How about using revenue from a carbon tax to help pay for corporate tax rate cuts?
That’s the idea proposed last week by Rep. John Delaney (D-MD). His political calculation: Democrats would back the bill as a way to reduce carbon emissions and slow climate change. Republicans would support the plan to cut corporate tax rates while retaining at least some popular business tax subsidies.
Delaney would use revenues from a $30-per-ton carbon tax to cut the corporate rate from 35 percent to 28 percent. Some of the cash would also provide a tax credit to reduce the burden of the energy tax on low- and moderate-income households. Still other dollars would help coal industry workers who would likely lose jobs as a result of such a tax.
While Delaney did not include any revenue estimates for his plan, my colleagues Donald Marron and Eric Toder have analyzed a similar idea. In a 2013 paper, they found the numbers could work. Like Delaney, they conclude the combination of a carbon tax and lower corporate rates might be a sensible political and policy trade-off.
According to the Congressional Budget Office, a smaller tax than Delaney proposes would raise about $1.2 trillion over a decade (CBO looked at a $20-per-ton tax that would rise by about 5.6 percent-a-year. Delaney’s starts at $30-a-ton and would increase by about 6 percent-a-year).
Donald and Eric figure cutting the corporate rate to 28 percent would reduce federal revenues by about $800 billion over 10 years.
That leaves plenty of money to address the distributional and other equity issues of the trade-off.
Donald and Eric note that cutting corporate rates and adding a carbon tax would substantially benefit high income households but boost the tax burden for those with low- and moderate-incomes. They estimate the lowest earning 20 percent would see their taxes rise by nearly 1.5 percent of income while middle-income households would face a tax hike of a bit less than 1 percent. By contrast, the top 20 percent would enjoy a tax cut of about 0.75 percent.
However, using three-quarters of the carbon tax cut to buy down corporate rates and spending about one-quarter (or about $300 billion over 10 years) on a refundable credit for low- and moderate-income households could help soften the blow. While they don’t specify all the details of such a rebate, they figure a credit would result in a small tax cut for the bottom 20 percent, raise taxes by about 0.5 percent of pre-tax income for middle-income households, and reduce the tax cut for those at the top to a bit below 0.5 percent.

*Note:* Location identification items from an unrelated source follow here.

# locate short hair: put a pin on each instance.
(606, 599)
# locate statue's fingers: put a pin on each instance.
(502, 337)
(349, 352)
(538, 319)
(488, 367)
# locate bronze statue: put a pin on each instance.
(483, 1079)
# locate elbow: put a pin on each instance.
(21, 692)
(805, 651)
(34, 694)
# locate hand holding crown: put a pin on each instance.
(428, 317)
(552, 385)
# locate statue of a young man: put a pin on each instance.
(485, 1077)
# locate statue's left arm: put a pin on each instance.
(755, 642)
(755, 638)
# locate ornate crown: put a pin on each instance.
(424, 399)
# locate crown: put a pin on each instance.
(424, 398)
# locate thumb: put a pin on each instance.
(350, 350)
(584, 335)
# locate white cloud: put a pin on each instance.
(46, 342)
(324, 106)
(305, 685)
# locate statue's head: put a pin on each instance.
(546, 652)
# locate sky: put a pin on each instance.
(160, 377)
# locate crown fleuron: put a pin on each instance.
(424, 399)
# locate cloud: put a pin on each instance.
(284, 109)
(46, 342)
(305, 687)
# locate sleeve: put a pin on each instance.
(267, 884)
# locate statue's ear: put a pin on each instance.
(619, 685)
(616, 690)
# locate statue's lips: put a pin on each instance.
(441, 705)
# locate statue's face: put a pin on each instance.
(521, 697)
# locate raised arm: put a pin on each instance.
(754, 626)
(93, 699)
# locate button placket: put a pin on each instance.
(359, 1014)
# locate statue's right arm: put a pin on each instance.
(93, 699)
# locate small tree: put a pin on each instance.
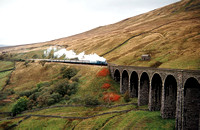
(20, 105)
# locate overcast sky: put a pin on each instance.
(32, 21)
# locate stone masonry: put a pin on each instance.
(176, 93)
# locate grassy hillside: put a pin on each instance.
(91, 82)
(170, 34)
(4, 75)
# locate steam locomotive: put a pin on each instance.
(102, 63)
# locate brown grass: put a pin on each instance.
(170, 34)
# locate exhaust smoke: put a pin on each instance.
(58, 52)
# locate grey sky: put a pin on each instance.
(32, 21)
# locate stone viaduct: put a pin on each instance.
(175, 93)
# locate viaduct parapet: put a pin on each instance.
(175, 93)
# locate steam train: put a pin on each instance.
(101, 63)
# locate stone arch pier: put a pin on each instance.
(175, 93)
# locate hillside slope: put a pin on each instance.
(170, 34)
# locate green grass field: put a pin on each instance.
(89, 85)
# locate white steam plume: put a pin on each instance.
(72, 55)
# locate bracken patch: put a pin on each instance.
(106, 86)
(104, 72)
(111, 97)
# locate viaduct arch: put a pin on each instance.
(175, 93)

Donald and Eric’s calculations were only illustrative of how Congress could spend carbon tax revenue. Other options: Using some of the money to cut payroll taxes or, as Delaney suggests, providing transitional assistance for coal workers.

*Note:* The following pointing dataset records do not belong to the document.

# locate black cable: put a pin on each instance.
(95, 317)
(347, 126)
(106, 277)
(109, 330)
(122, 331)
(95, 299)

But the math roughly works for any of these options. And Delaney would accomplish two useful goals: cutting corporate rates and using taxes to reduce carbon emissions.

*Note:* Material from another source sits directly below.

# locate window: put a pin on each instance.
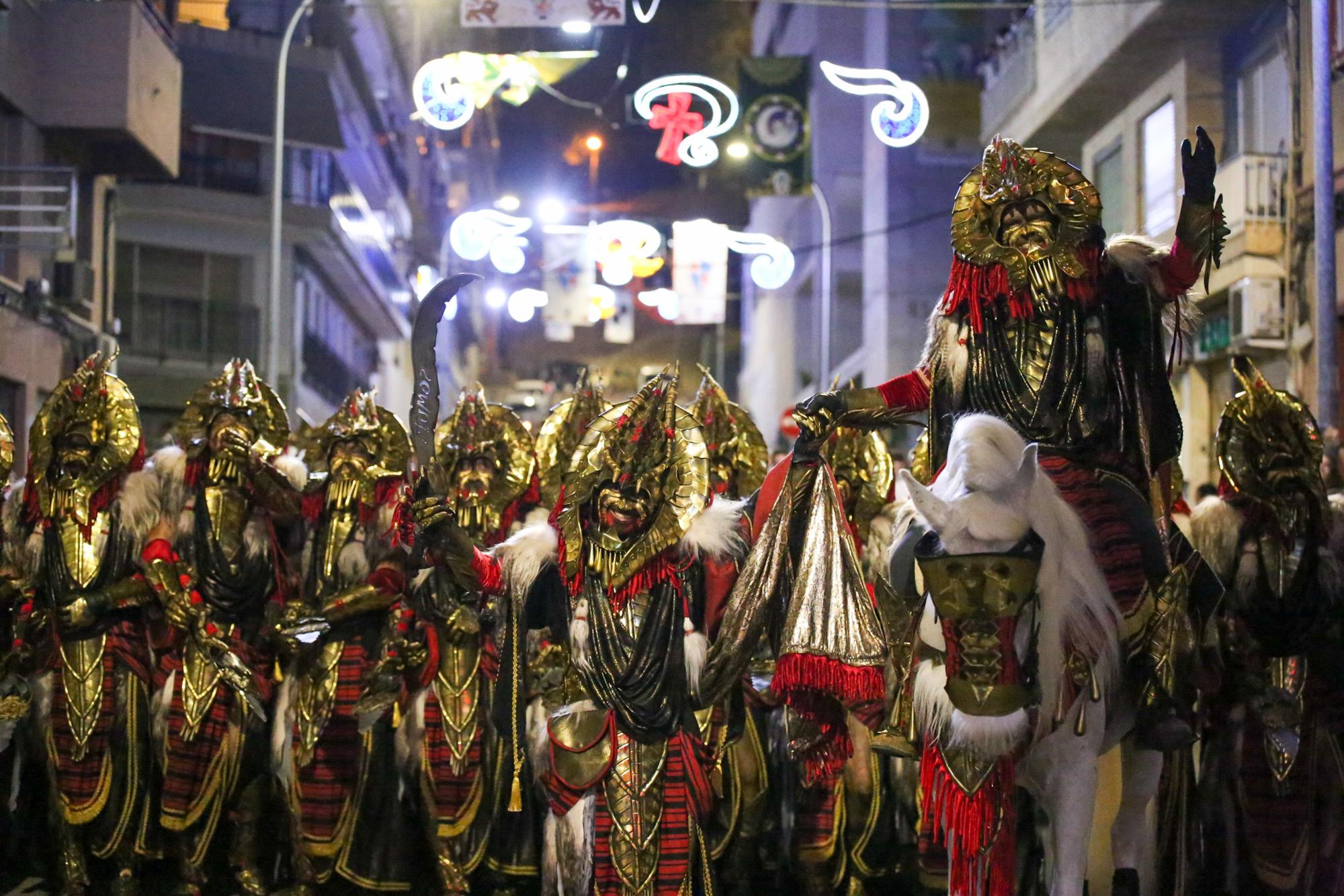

But it is not without problems. For instance, eliminating inefficient corporate tax subsidies is itself a potential benefit of tax reform. By using the carbon tax to pay for corporate rate cuts, Congress would give itself an excuse to keep most of those inefficient subsides in place. That might be a useful political swap but a bad policy choice.
Finally, given the political dynamics at play today. Delaney’s idea might have the opposite effect from what he intends. He hopes the carbon tax would attract Democrats while the corporate reform would woo Republicans. But instead, the swap might well turn off Democrats who’d prefer to use carbon tax dollars for new spending or tax cuts for middle-income households. And some Republicans may not swallow an energy tax as the price of corporate reform, though Delaney got a relatively positive audience response when he presented his idea to the conservative American Enterprise Institute on Wednesday.
Delaney deserves credit for trying to tackle two very big issues and for seeking a political middle ground on these extremely controversial tax topics. His ideas should generate a healthy debate about both, and that is itself a good thing. But I’m not giving up my gasoline-powered car quite yet.